For an introduction to the concept of 61 Days of Halloween and a list of previously covered films go here.
Last year I got into a real kick of watching as many horror anthologies as were easily accessible. The anthology film, horror or otherwise, was one I’d not seen too many times. Granted they are one of the rarer approaches but they are out there. The most recent notable editions in the genre are, of course, The ABCs of Death and V/H/S. I had heard, from more than one source, that this was the best of them so it was one I knew I had to give a go once this theme rolled around.
Not only had I heard it was quite good, but it was also cited as one of the 100 (or so) best horror films from 1950-1980 by Stephen King in his seminal work of non-fiction, Danse Macabre. And titles on that list are high on the pecking order so far as things I want to be seeing during this theme.

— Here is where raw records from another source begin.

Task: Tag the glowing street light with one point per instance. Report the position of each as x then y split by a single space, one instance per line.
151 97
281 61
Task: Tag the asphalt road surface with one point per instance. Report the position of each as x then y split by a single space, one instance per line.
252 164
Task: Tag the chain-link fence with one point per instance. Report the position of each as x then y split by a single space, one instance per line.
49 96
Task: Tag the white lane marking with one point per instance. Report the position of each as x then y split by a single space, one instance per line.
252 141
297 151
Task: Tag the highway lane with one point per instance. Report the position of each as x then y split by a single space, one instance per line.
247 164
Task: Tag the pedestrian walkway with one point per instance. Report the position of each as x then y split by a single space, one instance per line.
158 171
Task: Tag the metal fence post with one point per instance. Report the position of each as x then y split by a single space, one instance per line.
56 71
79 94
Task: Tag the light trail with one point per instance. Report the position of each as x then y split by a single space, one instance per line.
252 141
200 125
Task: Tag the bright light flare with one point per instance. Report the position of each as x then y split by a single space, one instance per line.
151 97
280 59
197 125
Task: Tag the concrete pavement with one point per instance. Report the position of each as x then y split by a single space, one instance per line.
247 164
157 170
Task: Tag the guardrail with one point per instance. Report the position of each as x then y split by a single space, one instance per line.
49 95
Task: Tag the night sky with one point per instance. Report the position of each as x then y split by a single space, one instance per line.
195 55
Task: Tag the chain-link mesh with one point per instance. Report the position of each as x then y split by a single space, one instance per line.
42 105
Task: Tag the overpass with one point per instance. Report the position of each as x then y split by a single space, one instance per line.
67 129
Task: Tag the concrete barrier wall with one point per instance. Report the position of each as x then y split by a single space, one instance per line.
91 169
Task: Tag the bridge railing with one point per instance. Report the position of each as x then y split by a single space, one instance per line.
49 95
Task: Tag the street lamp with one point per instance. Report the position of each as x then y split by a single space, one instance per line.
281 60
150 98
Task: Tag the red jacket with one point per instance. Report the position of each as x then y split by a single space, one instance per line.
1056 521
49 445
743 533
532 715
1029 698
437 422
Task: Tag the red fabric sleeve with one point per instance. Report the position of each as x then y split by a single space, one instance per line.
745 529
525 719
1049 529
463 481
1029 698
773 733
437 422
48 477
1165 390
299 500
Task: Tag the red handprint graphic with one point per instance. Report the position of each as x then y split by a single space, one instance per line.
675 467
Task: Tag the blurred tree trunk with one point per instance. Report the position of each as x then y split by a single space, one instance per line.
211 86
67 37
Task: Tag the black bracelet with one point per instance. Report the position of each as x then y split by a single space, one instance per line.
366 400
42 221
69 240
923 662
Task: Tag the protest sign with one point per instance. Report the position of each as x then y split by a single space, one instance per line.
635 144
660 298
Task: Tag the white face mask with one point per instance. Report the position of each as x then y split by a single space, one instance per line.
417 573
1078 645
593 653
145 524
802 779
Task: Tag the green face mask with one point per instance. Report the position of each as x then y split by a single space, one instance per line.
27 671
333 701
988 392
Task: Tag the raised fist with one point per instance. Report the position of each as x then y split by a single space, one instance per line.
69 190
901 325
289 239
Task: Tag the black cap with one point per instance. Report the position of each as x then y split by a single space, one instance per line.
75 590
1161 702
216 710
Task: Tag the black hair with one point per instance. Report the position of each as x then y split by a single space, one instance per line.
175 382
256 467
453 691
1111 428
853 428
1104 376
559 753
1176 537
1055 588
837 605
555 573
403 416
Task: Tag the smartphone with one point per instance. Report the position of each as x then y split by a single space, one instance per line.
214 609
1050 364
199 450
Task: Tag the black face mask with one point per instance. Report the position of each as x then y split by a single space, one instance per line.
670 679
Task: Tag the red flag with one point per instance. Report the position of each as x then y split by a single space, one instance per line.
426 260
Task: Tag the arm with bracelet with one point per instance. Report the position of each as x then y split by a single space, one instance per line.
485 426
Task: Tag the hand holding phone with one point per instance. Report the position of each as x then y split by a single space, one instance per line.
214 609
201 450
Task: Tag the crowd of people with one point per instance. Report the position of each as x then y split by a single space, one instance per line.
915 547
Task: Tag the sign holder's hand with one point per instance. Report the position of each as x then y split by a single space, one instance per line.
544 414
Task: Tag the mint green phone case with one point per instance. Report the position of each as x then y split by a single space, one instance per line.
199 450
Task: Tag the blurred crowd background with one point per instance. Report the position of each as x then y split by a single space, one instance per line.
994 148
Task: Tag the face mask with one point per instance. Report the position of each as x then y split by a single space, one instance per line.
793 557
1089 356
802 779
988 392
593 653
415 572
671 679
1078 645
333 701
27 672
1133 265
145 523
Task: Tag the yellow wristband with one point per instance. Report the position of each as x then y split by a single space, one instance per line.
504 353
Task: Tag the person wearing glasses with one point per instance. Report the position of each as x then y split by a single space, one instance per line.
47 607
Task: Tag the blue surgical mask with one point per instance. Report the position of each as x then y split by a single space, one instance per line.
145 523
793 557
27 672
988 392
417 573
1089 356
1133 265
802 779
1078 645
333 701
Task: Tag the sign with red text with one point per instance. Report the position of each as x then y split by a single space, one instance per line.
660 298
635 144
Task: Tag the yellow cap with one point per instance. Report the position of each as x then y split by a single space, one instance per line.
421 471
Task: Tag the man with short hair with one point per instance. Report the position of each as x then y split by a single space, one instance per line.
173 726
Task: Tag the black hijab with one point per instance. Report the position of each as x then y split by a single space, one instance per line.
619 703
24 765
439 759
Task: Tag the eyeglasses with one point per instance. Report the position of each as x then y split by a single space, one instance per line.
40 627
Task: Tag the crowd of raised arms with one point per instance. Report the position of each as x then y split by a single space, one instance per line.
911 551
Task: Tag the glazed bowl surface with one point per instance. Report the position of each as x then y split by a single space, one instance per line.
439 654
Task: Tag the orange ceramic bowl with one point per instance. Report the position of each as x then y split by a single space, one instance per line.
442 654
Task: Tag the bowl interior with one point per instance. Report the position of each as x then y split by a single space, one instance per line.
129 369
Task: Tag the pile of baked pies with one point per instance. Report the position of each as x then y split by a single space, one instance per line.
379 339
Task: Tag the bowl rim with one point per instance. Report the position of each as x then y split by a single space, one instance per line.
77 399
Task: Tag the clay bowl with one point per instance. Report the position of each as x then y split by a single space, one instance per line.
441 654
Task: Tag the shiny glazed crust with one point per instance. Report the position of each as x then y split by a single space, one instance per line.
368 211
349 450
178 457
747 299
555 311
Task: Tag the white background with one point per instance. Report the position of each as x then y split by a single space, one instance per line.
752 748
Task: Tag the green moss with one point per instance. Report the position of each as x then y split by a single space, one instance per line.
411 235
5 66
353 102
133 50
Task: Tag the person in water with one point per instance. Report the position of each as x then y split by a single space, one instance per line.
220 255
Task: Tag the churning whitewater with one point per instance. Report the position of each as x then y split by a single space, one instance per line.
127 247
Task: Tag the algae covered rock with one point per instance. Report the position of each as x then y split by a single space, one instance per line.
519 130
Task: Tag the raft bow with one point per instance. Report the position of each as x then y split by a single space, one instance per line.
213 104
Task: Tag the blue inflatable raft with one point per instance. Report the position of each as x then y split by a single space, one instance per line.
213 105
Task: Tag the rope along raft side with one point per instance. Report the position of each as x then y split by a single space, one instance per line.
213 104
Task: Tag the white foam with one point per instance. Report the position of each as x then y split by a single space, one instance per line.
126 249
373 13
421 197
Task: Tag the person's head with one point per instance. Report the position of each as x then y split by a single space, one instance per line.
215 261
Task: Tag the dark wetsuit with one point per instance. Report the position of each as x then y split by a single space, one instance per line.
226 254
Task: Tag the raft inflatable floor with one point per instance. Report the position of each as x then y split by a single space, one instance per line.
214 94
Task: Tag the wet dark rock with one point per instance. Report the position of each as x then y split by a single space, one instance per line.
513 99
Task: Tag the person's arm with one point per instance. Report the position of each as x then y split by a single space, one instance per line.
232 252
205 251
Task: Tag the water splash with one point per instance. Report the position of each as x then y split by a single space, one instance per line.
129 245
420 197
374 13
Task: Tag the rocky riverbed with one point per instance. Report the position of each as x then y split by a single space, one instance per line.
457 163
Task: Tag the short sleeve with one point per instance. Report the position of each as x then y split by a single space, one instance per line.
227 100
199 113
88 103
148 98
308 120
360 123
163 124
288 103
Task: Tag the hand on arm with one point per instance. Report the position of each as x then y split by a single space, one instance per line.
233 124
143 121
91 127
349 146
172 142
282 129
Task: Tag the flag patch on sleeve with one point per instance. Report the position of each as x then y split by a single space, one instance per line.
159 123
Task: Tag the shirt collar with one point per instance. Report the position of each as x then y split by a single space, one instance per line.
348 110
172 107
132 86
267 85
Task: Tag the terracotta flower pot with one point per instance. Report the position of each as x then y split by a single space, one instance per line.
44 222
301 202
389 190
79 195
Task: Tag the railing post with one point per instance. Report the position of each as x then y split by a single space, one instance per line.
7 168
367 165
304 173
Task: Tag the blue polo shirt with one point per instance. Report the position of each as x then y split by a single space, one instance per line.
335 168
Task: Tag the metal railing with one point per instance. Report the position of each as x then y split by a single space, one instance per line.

With this film the approach is one closer to a nested anthology, which is to say that the stories more naturally flow in a narrative sense. Some anthologies are rather regimented and segmented. Here the the frame is highly important both in terms of the screen time it’s given and the impact it has on the tale overall. There are far too many anthologies I’ve seen, even in the small amount, that treat the frame as a throwaway or as secondary. This does not.
With the tales spawning from the minds of the deranged there is also a brilliant liberation from “reality” and standard rules. The drawback that most will point to regarding anthologies is that invariably some tales are better than others, some are even so good that they nearly salvage otherwise dreadful films. Part of why this film is so well-regarded is the fact that pretty much all the stories in this film (frame included) stand on virtually equal footing, and they’re all quite good, creepy, weird, and well-executed.
Amicus Productions are not a name I’m very familiar with but they are a company whose titles are worth getting to know. Asylum being a prime example.